Recovery of possession of land by a landlord against his tenant is not always an easy business.  In this particular case, the tenants claimed that their lease had the protection of the Agricultural Holdings Act 1986 or the Landlord and Tenant Act 1954; both of those arguments failed. The tenants also finally argued that they had an entitlement to possession of the land by virtue of the doctrine of proprietary estoppel.  This is an equitable doctrine which arises where a landowner promises another party that he would receive an interest in his land, in response to which the other party acted to his detriment e.g. in maintaining the land, and as a result, it would be unconscionable for the landowner to renege on his promise.

If the tenants had been successful in their arguments, this would have caused a significant problem for the landlord because the tenants would have had security of tenure under the agricultural legislation or the business tenancy legislation; in addition if the proprietary estoppel had been proven the landlord may have had to transfer the land to the tenants.

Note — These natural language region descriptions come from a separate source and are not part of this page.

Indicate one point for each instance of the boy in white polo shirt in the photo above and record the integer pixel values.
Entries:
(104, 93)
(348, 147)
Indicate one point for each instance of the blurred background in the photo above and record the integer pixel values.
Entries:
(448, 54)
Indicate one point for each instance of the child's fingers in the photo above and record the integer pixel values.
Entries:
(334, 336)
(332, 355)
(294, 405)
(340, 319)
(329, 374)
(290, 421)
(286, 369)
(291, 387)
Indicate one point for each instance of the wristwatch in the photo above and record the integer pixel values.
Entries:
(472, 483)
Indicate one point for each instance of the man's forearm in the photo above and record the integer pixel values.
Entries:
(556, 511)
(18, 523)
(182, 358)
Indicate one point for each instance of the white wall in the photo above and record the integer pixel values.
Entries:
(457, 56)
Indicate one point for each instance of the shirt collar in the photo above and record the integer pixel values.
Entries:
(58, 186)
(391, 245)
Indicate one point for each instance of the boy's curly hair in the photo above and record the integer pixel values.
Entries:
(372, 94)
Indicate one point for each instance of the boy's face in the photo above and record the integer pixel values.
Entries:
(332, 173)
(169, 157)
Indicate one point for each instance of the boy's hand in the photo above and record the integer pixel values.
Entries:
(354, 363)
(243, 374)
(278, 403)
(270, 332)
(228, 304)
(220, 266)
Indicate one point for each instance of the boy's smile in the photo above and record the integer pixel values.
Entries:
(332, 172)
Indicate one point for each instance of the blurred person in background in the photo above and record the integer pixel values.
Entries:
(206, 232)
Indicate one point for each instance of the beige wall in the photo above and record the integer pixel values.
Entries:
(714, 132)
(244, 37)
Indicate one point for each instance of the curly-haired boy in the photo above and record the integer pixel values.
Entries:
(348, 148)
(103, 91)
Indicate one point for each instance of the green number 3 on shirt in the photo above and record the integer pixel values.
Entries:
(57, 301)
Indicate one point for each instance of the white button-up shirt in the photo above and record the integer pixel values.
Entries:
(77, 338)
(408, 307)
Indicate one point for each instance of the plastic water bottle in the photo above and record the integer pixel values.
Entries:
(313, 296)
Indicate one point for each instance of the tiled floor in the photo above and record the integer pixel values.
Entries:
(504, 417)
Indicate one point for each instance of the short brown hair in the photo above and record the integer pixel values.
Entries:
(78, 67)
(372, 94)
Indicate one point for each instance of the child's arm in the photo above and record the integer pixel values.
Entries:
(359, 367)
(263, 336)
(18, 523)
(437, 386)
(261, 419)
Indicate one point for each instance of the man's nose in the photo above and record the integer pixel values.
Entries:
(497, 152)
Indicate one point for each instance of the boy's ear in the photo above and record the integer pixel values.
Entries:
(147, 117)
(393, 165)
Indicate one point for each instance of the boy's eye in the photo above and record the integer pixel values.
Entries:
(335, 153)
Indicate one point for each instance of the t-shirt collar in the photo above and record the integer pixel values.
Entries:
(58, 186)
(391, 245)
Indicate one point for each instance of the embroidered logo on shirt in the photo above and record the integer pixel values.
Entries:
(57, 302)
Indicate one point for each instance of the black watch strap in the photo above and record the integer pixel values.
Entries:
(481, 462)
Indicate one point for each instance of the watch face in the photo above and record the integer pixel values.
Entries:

The Agricultural Holdings Act 1986 gives certain agricultural tenants security of tenure rights.  In this case it was accepted that the land had been previously described as un-farmable; in recent years it had not been farmed; and its buildings had become derelict.  Further, the tenants had not sought to put it into a farmable condition.  Therefore, it was held that the purpose of the letting by the landlord to the tenants was tourism, not for the carrying out of agricultural activities (as they intended to use the land for the purpose of holiday letting).  As a result, not surprisingly it was held not to be an agricultural tenancy.

Secondly, the court considered whether a business tenancy had been created.  It was held that it had not because the tenant was not deemed to be occupying the premises for the purpose of a business save for in relation to part of the land.  However, the landlord was able to defeat the claimant's claim for a new tenancy of that part because it intended to occupy the land itself (section 30(1)(g) of the Landlord and Tenant Act 1954).

The tenants' third argument was that they had always understood that they would be able to stay on the land beyond the term of the letting and that they would ultimately be able to acquire the land. 

Proprietary estoppel is notoriously difficult to prove and the court held that the tenants were unable to meet the relevant test as they were not able to point to any particular action or words on the part of the landlord that demonstrated that any promise had been given.  In fact the landlord did not even know of the tenants' belief that they could stay as long as they liked and were going to be allowed to acquire the land.

Accordingly judgment for the landlord was given and ultimately the landlord was able to recover possession of the land.

Key points

  • When seeking to recover possession of property it is crucial to understand what type of tenancy has been granted.
  • Simply because a tenancy is not in writing and/or is given a particular label does not determine the type of tenancy that has actually been created.  One must consider the letting as a whole, the use of the land as well as what has been put in writing.
  • It is quite easy to inadvertently create a tenancy protected by the Landlord and Tenant Act 1954.  Where that is the case, the landlord may well find it difficult to recover possession.
  • Landlords should avoid making any promises to tenants outside of the formal tenancy agreement, as such promises can in limited circumstances prevent the landlord from "backing out" of such promises.